Presented by IZDA Professor Tessa Hofmann, who spoke via video link, this is not a new collection. In fact, it was first presented to the public in 1999, and since then it has been exhibited in several places in Germany and abroad, among them the German Documentation Center for Sinti and Roma in Heidelberg , the Progressive Synagogue in the London boroughs of Harrow and Wembley, the Peace Church in Bremen and St. Catherine’s Church in Frankfurt, the Town Hall in Leer in East Frisia and the Anti-War Museum in Berlin- Wedding. This new version released in Dresden represents an important contribution to the ongoing campaign to educate the German public, especially its younger generation, about the history of the Genocide against Armenians and other Christian minorities in the Ottoman Empire.
The exhibition is entitled “Deportation, persecution, annihilation”. Father Eckehard Möller from the parish of Dresden-Neustadt welcomed the guests and told them how he came to know about the Armenian question and the genocide. It was during a visit to Jerusalem that he received a leaflet from someone on the street. The leaflet showed a map of the genocide, with the routes of the deportations and the places of the massacres. It was a map that would lead him to learn more about the events of over a century ago. The president of the Haytun cultural group, founded just a year ago, said a few words about the open wound that cannot heal, due to the continued denial of the genocide, and expressed the hope that the two communities here in Germany could find a way to work through the past and approach reconciliation without political pressure from the current Turkish government.
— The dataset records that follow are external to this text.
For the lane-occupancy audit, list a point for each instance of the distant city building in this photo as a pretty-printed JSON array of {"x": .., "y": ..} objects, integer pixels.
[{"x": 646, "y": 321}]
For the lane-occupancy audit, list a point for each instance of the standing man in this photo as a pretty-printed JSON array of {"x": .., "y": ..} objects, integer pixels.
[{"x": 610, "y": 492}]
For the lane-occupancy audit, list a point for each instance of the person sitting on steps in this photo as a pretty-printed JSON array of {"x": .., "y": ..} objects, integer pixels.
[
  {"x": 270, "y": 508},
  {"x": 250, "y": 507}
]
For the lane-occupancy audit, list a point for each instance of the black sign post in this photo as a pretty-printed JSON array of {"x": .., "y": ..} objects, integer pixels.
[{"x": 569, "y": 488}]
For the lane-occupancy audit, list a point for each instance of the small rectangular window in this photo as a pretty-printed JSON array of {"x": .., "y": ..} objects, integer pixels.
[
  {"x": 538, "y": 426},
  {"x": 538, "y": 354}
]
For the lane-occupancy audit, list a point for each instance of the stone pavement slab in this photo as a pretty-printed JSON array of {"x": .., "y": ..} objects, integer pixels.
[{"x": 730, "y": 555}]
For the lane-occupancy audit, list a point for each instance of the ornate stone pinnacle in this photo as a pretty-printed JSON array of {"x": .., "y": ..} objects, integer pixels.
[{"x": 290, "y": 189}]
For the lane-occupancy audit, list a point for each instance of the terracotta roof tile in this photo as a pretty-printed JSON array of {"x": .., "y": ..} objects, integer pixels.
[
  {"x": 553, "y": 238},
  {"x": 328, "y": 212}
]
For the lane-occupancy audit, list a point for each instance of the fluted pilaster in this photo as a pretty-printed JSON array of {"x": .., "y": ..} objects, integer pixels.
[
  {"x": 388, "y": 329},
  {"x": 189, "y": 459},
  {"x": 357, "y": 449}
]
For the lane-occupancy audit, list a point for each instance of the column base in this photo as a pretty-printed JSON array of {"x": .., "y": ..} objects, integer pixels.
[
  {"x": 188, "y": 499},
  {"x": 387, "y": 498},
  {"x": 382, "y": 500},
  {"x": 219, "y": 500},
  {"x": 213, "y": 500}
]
The First World War and the Camera
The exhibits are largely from a collection of the Armenian Information and Documentation Center, which covers the Genocide as well as Armenian life and culture in the period before the disaster. Hofmann summarized the historical process leading to the genocide perpetrated by the Young Turk regime, during the World War and afterwards, a process that saw the collapse of the Ottoman as well as Russian and Habsburg empires. Obviously, she explained, it was impossible to capture on film the full course of the genocide through slave labor, massacres and deportations, for many reasons; “It is certain that the First World War marked the birth of photographic war reporting and the use of photos for propaganda purposes…. But the support remained limited”, because the cameras at the time were extremely expensive and difficult to transport objects. “Above all, those who commit genocide certainly don’t want to be photographed committing mass murder.” The legal ban by the Turkish authorities as well as the fear of epidemic diseases such as typhus prevented photographers from documenting the atrocities.
An exception was the work of German nurse Dr. Armin T. Wegner, who managed to take pictures of the concentration camps near Aleppo, along with Swiss missionary nurse Beatrice Rohner; another was Danish missionary Karen Jeppe, who photographed the remains of starving victims in Urfa.